Head of Proteomics Lab
Time : 11:10-12:10
Stanislav Naryzhny obtained his PhD from the Biophysics Institute in Pushchino, Russia and did his Postdoctoral Studies from St. Petersburg Nuclear Physics Institute (PNPI), Gatchina, Russia and from the Northeastern Ontario Regional Cancer Centre, Sudbury, Canada. He is the Head of Proteomics Laboratory of Petersburg Nuclear Physics Institute at National Research Center "Kurchatov Institute" and also Chief Scientist at Institute of Biomedical Chemistry, Moscow, Russia. He is a protein Biochemist with extensive hands-on experience in academia with strong background in protein structure-function theory and expertise in processes involved in DNA replication, DNA stability and tumorigenesis; protein, protein structure and proteomics analysis employing a wide variety of biophysical and biochemical methods. His area of research lies in the two-dimensional gel electrophoresis (2DE) based proteomics, where he has published more than 40 papers in reputed journals.
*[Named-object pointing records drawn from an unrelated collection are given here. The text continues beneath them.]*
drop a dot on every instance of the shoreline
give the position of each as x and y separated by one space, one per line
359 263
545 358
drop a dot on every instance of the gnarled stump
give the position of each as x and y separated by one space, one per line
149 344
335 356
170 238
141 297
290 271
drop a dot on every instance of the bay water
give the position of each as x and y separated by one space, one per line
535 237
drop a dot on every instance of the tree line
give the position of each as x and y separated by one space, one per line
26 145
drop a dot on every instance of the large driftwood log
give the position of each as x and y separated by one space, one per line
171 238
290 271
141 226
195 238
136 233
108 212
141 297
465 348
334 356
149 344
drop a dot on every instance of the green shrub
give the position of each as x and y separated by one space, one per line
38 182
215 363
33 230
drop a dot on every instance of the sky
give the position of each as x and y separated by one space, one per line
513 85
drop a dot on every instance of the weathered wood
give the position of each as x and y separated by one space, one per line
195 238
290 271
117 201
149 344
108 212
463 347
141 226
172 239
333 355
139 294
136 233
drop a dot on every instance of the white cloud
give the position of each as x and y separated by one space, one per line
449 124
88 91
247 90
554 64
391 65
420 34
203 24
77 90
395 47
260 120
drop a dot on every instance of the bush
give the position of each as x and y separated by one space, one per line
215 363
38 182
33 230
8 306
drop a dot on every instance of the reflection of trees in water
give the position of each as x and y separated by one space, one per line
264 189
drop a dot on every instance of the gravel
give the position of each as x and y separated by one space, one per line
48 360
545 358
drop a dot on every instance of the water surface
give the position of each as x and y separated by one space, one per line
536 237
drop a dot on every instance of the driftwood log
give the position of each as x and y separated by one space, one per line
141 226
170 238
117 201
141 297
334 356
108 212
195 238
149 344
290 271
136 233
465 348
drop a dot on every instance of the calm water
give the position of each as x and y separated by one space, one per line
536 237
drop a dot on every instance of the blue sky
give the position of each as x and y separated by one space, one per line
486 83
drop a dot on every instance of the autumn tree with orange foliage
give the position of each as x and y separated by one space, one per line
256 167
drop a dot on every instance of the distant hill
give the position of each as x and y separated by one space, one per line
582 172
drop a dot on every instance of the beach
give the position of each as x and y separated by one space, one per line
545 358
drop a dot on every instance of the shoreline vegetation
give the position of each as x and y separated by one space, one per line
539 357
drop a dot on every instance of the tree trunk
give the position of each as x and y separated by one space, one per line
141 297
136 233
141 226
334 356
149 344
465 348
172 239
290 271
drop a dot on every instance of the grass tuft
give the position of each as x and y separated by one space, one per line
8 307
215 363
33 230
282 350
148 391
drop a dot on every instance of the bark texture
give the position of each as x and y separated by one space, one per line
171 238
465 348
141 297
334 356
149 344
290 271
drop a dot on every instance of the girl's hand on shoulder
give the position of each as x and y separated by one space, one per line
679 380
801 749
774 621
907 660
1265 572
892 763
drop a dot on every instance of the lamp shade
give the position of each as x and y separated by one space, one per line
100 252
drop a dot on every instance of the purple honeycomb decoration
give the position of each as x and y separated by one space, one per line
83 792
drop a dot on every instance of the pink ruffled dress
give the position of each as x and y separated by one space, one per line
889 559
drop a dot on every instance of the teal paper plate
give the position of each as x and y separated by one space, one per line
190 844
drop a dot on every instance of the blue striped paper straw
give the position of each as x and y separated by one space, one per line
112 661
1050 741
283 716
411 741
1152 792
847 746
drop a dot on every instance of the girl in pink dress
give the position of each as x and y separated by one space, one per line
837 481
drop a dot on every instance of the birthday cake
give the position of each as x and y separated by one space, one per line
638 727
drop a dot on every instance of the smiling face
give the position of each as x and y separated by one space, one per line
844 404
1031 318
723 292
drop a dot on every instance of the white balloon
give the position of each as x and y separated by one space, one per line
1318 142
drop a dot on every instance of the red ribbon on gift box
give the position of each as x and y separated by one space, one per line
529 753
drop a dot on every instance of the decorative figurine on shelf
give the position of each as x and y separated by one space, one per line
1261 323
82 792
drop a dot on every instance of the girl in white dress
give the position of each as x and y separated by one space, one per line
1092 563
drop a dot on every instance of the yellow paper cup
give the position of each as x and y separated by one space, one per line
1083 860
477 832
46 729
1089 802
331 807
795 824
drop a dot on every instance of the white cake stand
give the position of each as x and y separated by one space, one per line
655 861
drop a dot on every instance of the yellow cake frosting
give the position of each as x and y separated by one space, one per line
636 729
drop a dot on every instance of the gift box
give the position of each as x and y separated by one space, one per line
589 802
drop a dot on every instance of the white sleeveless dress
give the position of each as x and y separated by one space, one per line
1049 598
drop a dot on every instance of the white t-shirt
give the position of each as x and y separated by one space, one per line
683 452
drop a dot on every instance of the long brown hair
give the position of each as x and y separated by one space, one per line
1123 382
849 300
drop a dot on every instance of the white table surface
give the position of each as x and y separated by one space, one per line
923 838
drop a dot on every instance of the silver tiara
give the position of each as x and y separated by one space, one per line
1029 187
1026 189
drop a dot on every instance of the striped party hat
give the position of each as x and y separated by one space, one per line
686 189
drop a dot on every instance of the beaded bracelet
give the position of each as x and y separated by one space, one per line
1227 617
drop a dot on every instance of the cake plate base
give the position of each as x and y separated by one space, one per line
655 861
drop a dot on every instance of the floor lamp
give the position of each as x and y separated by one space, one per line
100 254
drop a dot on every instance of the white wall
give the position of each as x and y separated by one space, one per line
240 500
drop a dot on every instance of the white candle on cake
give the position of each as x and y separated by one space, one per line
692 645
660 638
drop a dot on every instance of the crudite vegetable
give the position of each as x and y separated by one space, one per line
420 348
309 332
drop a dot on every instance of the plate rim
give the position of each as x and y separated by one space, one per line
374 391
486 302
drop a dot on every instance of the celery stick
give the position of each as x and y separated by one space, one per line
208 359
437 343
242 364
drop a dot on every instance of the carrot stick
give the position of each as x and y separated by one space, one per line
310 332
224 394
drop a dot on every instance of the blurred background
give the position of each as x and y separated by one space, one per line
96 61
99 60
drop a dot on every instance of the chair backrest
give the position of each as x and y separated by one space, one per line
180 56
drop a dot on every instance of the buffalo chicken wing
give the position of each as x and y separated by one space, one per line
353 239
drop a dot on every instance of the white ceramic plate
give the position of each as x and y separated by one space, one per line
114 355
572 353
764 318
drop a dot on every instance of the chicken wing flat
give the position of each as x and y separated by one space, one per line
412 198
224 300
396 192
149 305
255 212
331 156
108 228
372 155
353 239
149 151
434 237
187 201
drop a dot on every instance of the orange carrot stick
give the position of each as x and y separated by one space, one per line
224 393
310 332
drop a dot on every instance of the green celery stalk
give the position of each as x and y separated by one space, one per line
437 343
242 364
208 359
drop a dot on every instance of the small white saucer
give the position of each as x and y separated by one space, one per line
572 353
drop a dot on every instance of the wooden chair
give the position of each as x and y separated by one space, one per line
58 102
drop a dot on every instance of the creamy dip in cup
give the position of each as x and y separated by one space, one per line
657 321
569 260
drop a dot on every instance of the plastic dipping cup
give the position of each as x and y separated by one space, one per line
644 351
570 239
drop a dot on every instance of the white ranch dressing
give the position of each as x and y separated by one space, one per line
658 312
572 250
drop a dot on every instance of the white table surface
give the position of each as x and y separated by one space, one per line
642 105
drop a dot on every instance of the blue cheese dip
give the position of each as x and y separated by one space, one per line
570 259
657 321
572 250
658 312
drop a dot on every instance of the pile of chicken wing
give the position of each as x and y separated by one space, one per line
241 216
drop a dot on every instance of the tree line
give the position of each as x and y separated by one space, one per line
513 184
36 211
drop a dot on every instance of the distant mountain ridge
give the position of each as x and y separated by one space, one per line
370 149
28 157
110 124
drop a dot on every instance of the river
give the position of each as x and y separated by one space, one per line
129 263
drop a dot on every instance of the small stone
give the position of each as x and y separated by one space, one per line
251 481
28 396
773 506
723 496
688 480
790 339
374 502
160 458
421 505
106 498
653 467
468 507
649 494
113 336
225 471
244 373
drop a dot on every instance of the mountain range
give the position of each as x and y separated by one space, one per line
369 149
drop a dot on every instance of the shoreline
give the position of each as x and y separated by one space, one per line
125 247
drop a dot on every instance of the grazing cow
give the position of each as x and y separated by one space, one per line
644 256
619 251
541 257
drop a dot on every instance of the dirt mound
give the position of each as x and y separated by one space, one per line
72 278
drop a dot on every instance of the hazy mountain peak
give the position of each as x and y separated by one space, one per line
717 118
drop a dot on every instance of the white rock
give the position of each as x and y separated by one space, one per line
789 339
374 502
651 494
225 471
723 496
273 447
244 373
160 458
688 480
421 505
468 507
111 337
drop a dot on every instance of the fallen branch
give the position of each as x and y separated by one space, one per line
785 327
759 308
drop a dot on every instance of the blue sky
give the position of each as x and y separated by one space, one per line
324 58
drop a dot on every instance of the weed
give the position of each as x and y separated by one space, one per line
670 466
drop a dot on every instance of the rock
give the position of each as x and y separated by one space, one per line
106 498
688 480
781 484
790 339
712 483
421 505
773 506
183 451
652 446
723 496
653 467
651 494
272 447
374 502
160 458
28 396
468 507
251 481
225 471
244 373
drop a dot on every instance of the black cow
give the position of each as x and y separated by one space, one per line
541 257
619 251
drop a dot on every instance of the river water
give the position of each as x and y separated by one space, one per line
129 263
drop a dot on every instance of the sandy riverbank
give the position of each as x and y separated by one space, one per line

Human proteome is tremendously complex and composed from diverse and heterogeneous gene products (proteoforms). Recent developments in mass spectrometry and systematic approaches (technology and methodology) promise to bring new insights into this complexity. A combination of mass spectrometry with classical biochemical separation technologies is particularly attractive for this systematic investigation. Among biochemical methods, two-dimensional gel electrophoresis (2DE) is a most powerful protein separation technique that allows not just separating proteoforms but determining their physic-chemical parameters (pI and Mw). In our study, we performed the panoramic analysis of cellular proteins using a combination of virtual (in silico) and experimental 2DE with high-resolution nano-liquid chromatography-mass spectrometry. This approach is moving proteomics study on the next level of the acquisition of knowledge about proteomes. To get better impression about diversity of proteoforms in a particular proteome, whole gels (not just spots but sections) were analyzed using this approach. This allowed to detecting in a single proteome more than 20000 proteoforms coded by more than 4000 genes. The 3D-graphs showing distribution of these proteoforms including proteoforms of biomarkers in 2DE map were generated. A comparative analysis of these graphs between normal and cancer cells was performed. This analysis showed a high variability and dynamics of proteoforms.